I cafoni di Silone possono quindi fregiarsi orgogliosamente di questo blasone di genuina nobiltà del loro nome che ne rivendica l’origine di forti e degni lavoratori della terra, rispettati dalle comunità contadine dei primordi, prima che la loro condizione venisse considerata inferiore e spregevole dai soliti ceti emergenti della società, magari altezzosi e abili nel raggiro, che ben spesso lucravano parassitariamente sulla loro fatica.  Ahimè!!! nonostante le condizioni e i tempi molto mutati, la storia umana mi pare amaramente ripetersi, stante oggi, a fronte dell’impotenza angosciosa e disorientata della gente comune, la voracità a volte oscena e mai sazia di parte considerevole degli attuali ceti dirigenti, in specie di quello costituito dal variegato mondo politico e parapolitico di basso profilo morale che brulica sempre più numeroso e spudorato nei nostri paesi e città, impaziente di imbrattare, coi suoi pasti immondi, la bella provincia italiana, e che, dietro la cortina fumogena delle parole passe-partout di democrazia equità giustizia con i loro annessi e connessi, di cui si riempie la bocca incontenibile nella foga logorroica dello stereotipato politichese del momento, è compulsivamente intento, senza coscienza alcuna da parte sua e senza più speranza dalla nostra, alla rapina occhiuta del bene comune.  Senza speranza, dicevo, perché le orde di politicanti calano nella bella Italia non già dalla luna ma ogni giorno, come api bottinatrici, sciamano dalle nostre case dove la sera rientrano carichi di glorie furfantesche all’abbraccio amorevole e complice dei propri famigliari.

Solo ahimè i popoli nordici, in specie scandinavi, sembrano essere immuni o perlomeno poco attaccabili dalla vecchia tabe che imputridisce la vita pubblica degli altri.  Per essi, tanto tempo fa, scrissi questa poesia.

 

  L’amore di una terra

Non so

da quali lontananze

dello spirito

mi tormenta la nostalgia

d’una terra

che non ho mai vista

e che mi sembra di conoscere

come le quattro rocce

del mio paese;

il desiderio di una terra

tuffata in acque gelide,

della nordica Scandinavia

dai magici villaggi

avvolti nella neve,

dai piani bianchi e desolati,

e le fiancate di monti

irti di pini irrigiditi,

sotto un freddo cielo triste

come la mia anima.

 

Mi piacerebbe vivere

in mezzo a voi,

popoli della Norvegia e della Svezia,

discreti e silenziosi

come la neve che vi circonda,

scoprirmi figlio

d’una patria comune.

Se solo fossimo, noi italiani, meno furbi, più onesti, moderati e oculati invece di dissipare allegramente il pubblico tesoro, e veramente più rispettosi degli altri, più consapevoli dei doveri che il viver civile comporta, parte non disprezzabile dei nostri attuali problemi sarebbe risolta, senza doverla comodamente scaricare, ancora una volta con inguaribile leggerezza, se non furbastramente, sul Berlusconi di turno, il demonio, il male assoluto.  Anche gli “angeli” che gli sono via via succeduti hanno suscitato scarsa o nessuna speranza, alla prova dei fatti.

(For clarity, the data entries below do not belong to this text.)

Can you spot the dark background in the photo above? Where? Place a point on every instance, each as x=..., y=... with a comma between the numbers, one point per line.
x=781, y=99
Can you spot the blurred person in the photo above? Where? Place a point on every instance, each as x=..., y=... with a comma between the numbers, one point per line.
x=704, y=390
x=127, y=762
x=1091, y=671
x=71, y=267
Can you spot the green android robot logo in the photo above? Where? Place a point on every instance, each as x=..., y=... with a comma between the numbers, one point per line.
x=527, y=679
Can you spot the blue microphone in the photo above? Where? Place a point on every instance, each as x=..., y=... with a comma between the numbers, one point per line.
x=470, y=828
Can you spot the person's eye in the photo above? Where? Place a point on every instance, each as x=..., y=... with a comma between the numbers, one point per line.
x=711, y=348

Giacchè non basta un capo avveduto ed onesto a risolvere gli immani problemi della nazione, se buona parte dell’apparato politico, fino all’ultimo lacchè, dei nostri paesi nutre dentro di sé questa mala pianta della rapina del bene pubblico.

NOTE

[1] Acronimo di Dizionario Etimologico della Lingua Italiana di M. Cortelazzo e P. Zolli, Zanichelli editore 2004, Bologna.

[2] Cfr. G. Devoto, Dizionario Etimologico, Edizione CDE spa 1984, Milano.

[3] Cfr. Q. Lucarelli, Biabbà A-E, Grafiche Di Censo 2003, Avezzano-Aq.

[4] Cfr. D. Bielli, Vocabolario Abruzzese, Adelmo Polla Editore 2004, Cerchio-Aq.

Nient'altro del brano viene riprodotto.